Do you work with reapplicants or K-JD candidates?
Both — and each presents a distinct strategic opportunity.
Reapplicants are among the highest-leverage candidates we work with. You’ve already been through the process once. You have real data — not assumptions, but actual outcomes — about what didn’t work. The question is whether you can diagnose it accurately and fix it, or whether you’ll repeat the same mistakes with slightly shinier polish. Most reapplicants who go it alone do the latter, because the hardest part of reapplication isn’t effort. It’s objectivity. We treat reapplication as a diagnostic problem first: was it positioning, essay strategy, school selection, or something structural like an LSAT score that needed another attempt? We won’t sugarcoat the assessment. If the honest answer is “your profile needs another year of development,” we’ll say so. If the answer is “the raw material was always there but the application buried it,” that’s a very different — and often more solvable — problem.
K-JD candidates face the opposite challenge.

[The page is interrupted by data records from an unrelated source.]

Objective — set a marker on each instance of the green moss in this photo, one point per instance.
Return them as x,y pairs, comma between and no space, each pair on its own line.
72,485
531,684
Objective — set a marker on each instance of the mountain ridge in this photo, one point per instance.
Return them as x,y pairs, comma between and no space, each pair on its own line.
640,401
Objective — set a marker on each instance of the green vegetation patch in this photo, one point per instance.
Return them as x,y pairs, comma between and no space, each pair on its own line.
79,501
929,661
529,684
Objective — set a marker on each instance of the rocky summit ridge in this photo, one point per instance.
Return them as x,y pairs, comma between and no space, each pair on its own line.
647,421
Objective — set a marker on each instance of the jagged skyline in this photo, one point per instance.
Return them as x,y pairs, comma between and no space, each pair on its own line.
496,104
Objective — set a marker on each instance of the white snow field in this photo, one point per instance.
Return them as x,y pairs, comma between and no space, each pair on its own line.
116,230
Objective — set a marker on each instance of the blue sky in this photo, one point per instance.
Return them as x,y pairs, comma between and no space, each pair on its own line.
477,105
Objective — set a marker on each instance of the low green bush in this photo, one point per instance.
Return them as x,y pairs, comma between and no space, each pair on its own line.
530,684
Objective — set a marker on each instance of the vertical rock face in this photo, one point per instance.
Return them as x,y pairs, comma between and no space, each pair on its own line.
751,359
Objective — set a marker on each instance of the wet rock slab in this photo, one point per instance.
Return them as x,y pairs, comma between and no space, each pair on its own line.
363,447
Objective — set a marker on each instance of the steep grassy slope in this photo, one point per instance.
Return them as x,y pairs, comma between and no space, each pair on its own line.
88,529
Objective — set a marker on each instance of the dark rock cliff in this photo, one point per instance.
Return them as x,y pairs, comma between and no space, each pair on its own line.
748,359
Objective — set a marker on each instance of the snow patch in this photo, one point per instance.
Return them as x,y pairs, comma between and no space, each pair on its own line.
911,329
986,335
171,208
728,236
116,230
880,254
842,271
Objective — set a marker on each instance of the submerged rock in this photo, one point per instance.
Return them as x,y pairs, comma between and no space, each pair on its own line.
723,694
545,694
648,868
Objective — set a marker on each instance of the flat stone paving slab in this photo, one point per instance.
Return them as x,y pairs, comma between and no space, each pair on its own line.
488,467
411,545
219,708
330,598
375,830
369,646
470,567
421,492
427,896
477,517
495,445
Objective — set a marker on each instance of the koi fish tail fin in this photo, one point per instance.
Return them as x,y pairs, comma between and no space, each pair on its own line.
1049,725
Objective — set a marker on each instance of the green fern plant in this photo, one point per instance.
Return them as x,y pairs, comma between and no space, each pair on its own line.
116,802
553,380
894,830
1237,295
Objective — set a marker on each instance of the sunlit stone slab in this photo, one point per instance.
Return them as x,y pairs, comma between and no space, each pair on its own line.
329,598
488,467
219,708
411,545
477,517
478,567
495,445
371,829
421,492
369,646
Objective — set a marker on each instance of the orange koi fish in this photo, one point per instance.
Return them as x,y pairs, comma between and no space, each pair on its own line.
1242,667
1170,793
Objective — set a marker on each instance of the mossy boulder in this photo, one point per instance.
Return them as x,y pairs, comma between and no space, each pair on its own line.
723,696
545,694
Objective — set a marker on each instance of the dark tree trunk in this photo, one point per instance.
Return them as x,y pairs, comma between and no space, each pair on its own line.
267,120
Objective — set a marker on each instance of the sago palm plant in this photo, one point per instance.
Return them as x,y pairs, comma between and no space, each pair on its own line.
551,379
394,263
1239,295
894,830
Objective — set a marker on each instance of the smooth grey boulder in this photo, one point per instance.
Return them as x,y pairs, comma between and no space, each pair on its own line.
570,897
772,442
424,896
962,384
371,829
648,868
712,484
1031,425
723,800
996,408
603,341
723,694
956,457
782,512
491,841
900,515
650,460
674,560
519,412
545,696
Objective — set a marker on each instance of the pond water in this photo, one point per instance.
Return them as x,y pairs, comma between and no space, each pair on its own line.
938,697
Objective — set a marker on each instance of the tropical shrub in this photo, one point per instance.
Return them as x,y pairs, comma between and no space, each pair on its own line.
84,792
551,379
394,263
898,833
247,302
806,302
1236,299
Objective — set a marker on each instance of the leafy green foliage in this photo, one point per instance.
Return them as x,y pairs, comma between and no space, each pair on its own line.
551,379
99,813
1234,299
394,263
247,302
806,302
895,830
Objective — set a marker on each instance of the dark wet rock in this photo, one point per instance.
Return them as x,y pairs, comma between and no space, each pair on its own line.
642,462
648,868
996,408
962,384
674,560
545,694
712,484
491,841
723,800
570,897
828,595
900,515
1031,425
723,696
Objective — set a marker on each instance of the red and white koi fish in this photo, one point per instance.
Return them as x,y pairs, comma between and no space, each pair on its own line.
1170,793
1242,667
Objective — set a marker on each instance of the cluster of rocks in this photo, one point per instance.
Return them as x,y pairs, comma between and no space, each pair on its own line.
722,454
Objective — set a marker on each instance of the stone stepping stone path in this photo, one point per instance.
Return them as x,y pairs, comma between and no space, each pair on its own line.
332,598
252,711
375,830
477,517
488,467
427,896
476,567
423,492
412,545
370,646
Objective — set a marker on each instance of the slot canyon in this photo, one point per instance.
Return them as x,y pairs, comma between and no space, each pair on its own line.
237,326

You’re not rebuilding from a prior attempt — you’re building from a thinner base of professional experience than most of the applicant pool. That isn’t a fatal disadvantage, but it does require a different strategic approach. The key is mining academic work, extracurricular leadership, research, internships, and formative personal experiences for the same signals admissions committees look for in working professionals — just sourced from different raw material. We’ve worked with enough K-JD applicants to know exactly where the narrative traps are: the personal statement that reads like a college essay, the résumé that lists activities without framing impact, the “Why Law” answer that sounds inherited rather than earned. We help you avoid all of them.
In both cases, the candidates who get the best results share the same trait: they’re willing to hear what they need to hear, not just what they want to hear. If that’s you, we’ll take it from there.